I agree with all that you have said, this makes sense in all terms of
networking. But I had to disregard some of my IPv4 knowledge to get this
working.

Thanks to the suggestions of others on-list who emailed me off-list I was
able to get it working (while ignoring what I considered to be proper
network topology):

The current solution: I assigned 2001:55c:dead:beef::2/64 to my vr1 internal
LAN interface. (This seems odd, but perhaps is due to my lack of knowledge
around ipv6 subnetting.

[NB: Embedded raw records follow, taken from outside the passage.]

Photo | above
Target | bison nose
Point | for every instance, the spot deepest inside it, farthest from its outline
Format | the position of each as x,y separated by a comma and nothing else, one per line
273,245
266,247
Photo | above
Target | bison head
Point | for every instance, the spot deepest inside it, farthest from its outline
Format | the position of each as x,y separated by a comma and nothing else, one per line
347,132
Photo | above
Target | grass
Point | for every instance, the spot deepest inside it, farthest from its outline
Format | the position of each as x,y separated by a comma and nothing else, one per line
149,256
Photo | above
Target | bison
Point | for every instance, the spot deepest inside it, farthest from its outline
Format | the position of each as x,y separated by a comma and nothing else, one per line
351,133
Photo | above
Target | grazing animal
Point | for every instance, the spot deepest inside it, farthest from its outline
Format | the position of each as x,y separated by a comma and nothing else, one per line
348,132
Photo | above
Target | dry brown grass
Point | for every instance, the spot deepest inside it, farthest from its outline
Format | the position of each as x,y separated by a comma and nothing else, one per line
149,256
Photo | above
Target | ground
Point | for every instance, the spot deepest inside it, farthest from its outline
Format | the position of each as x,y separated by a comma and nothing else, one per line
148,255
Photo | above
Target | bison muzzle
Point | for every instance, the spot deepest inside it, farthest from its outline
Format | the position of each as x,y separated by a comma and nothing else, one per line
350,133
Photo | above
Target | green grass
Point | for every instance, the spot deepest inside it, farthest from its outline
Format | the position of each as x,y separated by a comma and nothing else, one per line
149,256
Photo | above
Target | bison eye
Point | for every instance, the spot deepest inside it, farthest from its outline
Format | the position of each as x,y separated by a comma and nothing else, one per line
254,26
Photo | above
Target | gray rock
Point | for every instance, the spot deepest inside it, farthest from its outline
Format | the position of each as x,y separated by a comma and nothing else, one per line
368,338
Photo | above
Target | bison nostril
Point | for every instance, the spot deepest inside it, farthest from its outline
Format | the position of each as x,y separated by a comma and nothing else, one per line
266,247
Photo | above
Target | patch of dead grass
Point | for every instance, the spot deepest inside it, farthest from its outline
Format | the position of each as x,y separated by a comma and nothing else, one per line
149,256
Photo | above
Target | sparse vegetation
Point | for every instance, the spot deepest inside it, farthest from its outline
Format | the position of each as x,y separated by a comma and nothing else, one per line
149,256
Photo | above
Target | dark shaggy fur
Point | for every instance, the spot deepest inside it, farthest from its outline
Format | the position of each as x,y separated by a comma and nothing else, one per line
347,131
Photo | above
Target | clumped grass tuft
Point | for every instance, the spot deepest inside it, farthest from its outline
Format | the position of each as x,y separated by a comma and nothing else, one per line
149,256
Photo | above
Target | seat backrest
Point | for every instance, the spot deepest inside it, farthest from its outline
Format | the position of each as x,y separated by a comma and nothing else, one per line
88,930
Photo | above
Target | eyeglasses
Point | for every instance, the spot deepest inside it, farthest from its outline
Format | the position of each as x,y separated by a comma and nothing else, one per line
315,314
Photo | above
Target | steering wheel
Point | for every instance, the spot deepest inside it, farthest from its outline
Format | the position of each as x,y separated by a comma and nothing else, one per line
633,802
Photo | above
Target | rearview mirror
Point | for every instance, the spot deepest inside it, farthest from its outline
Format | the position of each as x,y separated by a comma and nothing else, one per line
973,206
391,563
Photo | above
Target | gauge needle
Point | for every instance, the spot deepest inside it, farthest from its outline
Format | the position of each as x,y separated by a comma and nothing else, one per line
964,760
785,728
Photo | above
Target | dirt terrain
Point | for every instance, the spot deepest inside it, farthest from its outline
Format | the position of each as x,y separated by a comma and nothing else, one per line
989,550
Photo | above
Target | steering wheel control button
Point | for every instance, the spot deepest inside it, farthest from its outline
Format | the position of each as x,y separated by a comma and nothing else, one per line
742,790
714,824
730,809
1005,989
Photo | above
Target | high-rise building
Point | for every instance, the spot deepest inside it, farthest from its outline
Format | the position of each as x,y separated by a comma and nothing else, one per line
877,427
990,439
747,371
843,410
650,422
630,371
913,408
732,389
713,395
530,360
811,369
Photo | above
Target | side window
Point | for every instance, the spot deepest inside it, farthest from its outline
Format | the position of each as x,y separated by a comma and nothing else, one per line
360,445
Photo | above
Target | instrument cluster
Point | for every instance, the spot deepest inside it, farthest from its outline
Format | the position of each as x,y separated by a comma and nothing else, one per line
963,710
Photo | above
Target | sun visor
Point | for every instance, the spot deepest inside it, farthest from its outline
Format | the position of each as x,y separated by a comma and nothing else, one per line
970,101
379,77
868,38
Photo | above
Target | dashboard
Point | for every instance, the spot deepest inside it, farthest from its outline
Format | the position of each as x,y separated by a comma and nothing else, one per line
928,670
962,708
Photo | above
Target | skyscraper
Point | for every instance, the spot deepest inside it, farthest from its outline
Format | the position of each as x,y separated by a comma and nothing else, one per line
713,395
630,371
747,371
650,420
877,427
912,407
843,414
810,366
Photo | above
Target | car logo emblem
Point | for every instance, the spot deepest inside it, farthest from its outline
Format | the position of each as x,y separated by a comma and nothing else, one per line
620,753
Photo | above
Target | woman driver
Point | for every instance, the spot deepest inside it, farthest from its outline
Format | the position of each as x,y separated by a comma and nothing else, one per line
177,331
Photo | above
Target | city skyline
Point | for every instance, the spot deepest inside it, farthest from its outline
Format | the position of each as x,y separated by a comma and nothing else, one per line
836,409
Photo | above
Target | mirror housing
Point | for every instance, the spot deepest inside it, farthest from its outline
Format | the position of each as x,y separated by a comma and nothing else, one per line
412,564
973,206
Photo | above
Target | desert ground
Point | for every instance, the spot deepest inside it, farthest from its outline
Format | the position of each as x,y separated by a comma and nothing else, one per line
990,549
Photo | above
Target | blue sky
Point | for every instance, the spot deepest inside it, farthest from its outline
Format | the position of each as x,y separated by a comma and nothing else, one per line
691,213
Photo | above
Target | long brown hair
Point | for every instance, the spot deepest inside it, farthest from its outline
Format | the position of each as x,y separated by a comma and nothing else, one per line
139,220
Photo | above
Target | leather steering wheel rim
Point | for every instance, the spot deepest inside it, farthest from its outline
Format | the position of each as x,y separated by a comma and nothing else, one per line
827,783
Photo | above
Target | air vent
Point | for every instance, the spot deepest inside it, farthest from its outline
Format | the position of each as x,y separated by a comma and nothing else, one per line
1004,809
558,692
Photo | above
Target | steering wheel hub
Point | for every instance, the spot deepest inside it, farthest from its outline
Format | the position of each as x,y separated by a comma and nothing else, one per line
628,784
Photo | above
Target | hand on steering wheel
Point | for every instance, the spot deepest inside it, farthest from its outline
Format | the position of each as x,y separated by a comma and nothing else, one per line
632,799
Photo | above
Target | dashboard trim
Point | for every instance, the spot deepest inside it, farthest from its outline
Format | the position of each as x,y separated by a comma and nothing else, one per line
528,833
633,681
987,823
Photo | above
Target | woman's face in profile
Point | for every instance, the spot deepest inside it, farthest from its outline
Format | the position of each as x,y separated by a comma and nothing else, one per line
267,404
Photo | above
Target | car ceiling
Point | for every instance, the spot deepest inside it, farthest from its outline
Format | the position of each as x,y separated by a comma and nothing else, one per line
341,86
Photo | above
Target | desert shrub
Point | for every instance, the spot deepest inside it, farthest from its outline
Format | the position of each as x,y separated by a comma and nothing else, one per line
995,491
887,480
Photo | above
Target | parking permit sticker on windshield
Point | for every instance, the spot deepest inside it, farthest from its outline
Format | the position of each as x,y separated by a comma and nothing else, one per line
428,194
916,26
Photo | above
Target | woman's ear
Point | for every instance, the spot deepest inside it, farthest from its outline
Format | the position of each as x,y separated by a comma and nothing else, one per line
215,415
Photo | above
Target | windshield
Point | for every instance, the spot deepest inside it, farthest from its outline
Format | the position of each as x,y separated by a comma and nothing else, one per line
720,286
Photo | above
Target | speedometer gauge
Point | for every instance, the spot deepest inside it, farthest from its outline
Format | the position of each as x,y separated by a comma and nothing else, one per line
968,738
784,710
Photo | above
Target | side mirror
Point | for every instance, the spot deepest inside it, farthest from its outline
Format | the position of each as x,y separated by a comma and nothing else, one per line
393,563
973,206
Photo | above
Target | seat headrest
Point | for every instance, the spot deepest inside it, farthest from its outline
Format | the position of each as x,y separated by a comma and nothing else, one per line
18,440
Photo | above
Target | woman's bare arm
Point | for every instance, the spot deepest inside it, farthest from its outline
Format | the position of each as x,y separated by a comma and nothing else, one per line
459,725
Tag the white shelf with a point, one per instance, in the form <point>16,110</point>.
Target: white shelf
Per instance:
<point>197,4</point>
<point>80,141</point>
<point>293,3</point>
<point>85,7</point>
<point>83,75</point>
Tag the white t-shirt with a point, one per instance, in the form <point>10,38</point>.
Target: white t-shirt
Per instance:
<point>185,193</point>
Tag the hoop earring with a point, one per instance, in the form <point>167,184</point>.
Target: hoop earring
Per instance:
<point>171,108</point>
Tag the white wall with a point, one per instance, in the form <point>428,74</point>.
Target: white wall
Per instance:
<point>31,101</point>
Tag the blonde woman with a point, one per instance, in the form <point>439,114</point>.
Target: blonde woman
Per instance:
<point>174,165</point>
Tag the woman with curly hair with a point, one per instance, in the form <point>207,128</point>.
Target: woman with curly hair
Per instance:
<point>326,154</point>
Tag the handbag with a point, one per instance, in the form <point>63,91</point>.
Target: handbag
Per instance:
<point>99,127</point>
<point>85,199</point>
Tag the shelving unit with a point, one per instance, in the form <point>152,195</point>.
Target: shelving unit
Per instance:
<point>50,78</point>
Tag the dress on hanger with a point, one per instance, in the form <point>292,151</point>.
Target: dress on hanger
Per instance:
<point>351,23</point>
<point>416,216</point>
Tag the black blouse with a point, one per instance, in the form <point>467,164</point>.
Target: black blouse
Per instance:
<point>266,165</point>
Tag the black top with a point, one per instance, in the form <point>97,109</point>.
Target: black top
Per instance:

How can I just assign a ::2 address on a different
physical network, while that same network is used on the interface between
my ISP and my GW's internet-facing tunnel?) This provided my internal
machines with a next-hop gateway to get out to the IPv6 Internet. After
doing this and restarting rtadvd, my internal machines now have ipv6
connectivity.

Thanks to all who have responded on and off list, hopefully as I gain more
expertise with ipv6 I can start contributing code to the project.